They’re not pointless; they’re just not the first thing to optimize.
It’s like worrying about cache locality when you have an inherently O(n^2) algorithm and could have a O(n log n) or O(n) one. Fix the biggest problem first.
Once your data layout is good and your cpu isn’t taking a 200 cycle lunch break to chase pointers, then you worry about cycle count and keeping the execution units fed.
That’s when integer tricks can matter. Depending on the micro arch, you may have twice as many execution units that can take integer instructions. And those instructions (outside of division) tend to have lower latency and higher throughput.
And if you’re doing SIMD, your integer SIMD instructions can be 2 or 4x higher throughput than float32 if you can use int16 / int8 data.
So it can very much matter. It’s just usually not the lowest hanging fruit.
Your float instructions can also be 2x the throughput if you use f16. With no need to go for specific divisors.
For values that even can pack into 8 bits, you rarely have a way to process enough at once to actually get more throughput than with wider numbers.
I'm sure there's a program where it very much matters, but my bet is on it not even mildly mattering, and there basically always being a hundred more useful optimizations to work on.
For integers the situation is better but even there, it hugely depends on your compiler and how much it cheats. You can't replace trig with intrinsics in the general case (sets errno for example), inlining is at best an adequate heuristic which completely fails to take account what the hot path is unless you use PGO and keep it up to date.
I've managed to improve a game's worst case performance better by like 50% just by shrinking a method's codesize from 3000 bytes to 1500. Barely even touched the hot path there, keep in mind. Mostly due to icache usage.
The takeaway from this shouldn't be that "computers are fast and compilers are clever, no point optimising" but more that "you can afford not to optimise in many cases, computers are fast."

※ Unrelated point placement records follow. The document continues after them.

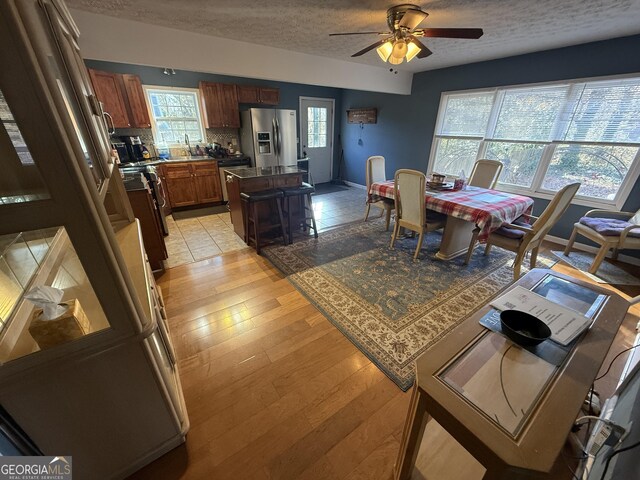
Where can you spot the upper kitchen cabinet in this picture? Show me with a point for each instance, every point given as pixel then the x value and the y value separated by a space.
pixel 122 97
pixel 220 105
pixel 138 112
pixel 265 95
pixel 110 92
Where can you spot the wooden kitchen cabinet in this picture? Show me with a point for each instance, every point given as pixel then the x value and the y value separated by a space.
pixel 192 183
pixel 252 94
pixel 110 91
pixel 122 97
pixel 138 112
pixel 220 105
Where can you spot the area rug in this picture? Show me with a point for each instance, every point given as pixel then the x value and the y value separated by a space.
pixel 607 272
pixel 390 306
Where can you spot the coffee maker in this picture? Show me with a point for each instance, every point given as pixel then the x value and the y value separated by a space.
pixel 134 148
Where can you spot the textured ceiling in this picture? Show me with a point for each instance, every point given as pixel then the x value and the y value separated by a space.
pixel 511 27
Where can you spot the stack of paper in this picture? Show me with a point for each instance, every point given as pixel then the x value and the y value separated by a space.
pixel 565 324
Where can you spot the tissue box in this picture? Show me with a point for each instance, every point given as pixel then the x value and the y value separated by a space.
pixel 70 325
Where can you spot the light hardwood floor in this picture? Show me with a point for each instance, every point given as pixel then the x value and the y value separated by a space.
pixel 273 390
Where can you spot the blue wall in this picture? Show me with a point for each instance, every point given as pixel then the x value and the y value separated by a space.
pixel 405 127
pixel 289 92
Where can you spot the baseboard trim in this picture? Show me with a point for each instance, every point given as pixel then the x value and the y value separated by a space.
pixel 355 185
pixel 588 248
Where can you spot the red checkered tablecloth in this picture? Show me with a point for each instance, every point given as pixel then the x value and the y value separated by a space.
pixel 488 209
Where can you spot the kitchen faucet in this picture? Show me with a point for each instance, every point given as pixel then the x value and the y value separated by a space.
pixel 186 140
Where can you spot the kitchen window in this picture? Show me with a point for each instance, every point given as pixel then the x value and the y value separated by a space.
pixel 546 136
pixel 175 113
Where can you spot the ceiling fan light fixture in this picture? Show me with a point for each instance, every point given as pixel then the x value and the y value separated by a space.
pixel 384 50
pixel 412 51
pixel 399 50
pixel 395 61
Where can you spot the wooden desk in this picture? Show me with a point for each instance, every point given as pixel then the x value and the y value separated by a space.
pixel 529 449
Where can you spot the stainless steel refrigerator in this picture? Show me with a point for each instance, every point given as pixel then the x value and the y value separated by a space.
pixel 268 136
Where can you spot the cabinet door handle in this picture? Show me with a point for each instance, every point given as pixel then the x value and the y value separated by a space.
pixel 110 130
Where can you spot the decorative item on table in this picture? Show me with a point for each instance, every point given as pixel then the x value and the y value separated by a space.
pixel 523 328
pixel 461 182
pixel 55 322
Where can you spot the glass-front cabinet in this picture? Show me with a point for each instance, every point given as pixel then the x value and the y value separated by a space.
pixel 85 348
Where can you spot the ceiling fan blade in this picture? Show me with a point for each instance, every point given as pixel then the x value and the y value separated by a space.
pixel 369 48
pixel 359 33
pixel 449 32
pixel 424 51
pixel 412 18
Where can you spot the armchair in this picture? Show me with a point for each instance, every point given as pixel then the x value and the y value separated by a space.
pixel 610 230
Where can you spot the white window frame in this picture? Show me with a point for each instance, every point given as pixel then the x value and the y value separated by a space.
pixel 154 125
pixel 536 188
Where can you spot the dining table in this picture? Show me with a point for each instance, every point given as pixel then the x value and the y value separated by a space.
pixel 466 209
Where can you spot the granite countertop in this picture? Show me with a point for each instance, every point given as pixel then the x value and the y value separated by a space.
pixel 256 172
pixel 160 161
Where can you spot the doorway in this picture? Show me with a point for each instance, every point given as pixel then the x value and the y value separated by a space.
pixel 316 135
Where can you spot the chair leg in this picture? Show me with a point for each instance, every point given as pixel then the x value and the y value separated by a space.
pixel 419 246
pixel 534 257
pixel 387 219
pixel 572 239
pixel 284 234
pixel 472 245
pixel 394 234
pixel 289 218
pixel 599 257
pixel 517 264
pixel 313 215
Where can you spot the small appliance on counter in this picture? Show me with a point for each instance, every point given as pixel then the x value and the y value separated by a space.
pixel 123 153
pixel 135 148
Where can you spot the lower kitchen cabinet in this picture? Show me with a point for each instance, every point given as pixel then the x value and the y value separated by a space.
pixel 192 183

Fortunately, D compilers gdc and ldc take advantage of the gcc and llvm optimizers to stay even with everyone else.
My point wasn't "don't optimize" it was "don't optimize the wrong thing".
Trying to replace a division with a bit shift is an example of worrying about the wrong thing, especially since that's a simple optimization the compiler can pick up on.
But as you said, it can be very worth it to optimize around things like the icache. Shrinking and aligning a hot loop can ensure your code isn't spending a bunch of time loading instructions. Cache behavior, in general, is probably the most important thing you can optimize. It's also the thing that can often make it hard to know if you actually optimized something. Changing the size of code can change cache behavior, which might give you the mistaken impression that the code change was what made things faster when in reality it was simply an effect of the code shifting.
A good example of this is using std::vector<bool> vs. std::vector<uint8_t> in the debug build vs release build.
vector<bool> is much slower to access (it's a dynamic bitset). If you have a hot part of the code that frequently touches a vector<bool>, you'll see a multiple X slowdown in the debug build.
However, in the release build, there is no performance difference between the two (for me at least, I'm making a fairly complicated game). The cache misses bury it.
I've used both in my pathing code and tested each in debug/release.
Even if the std:: implementation was as fast as possible, you're still adding bit manipulation on top of accessing the element, so it will be slower no matter what you do.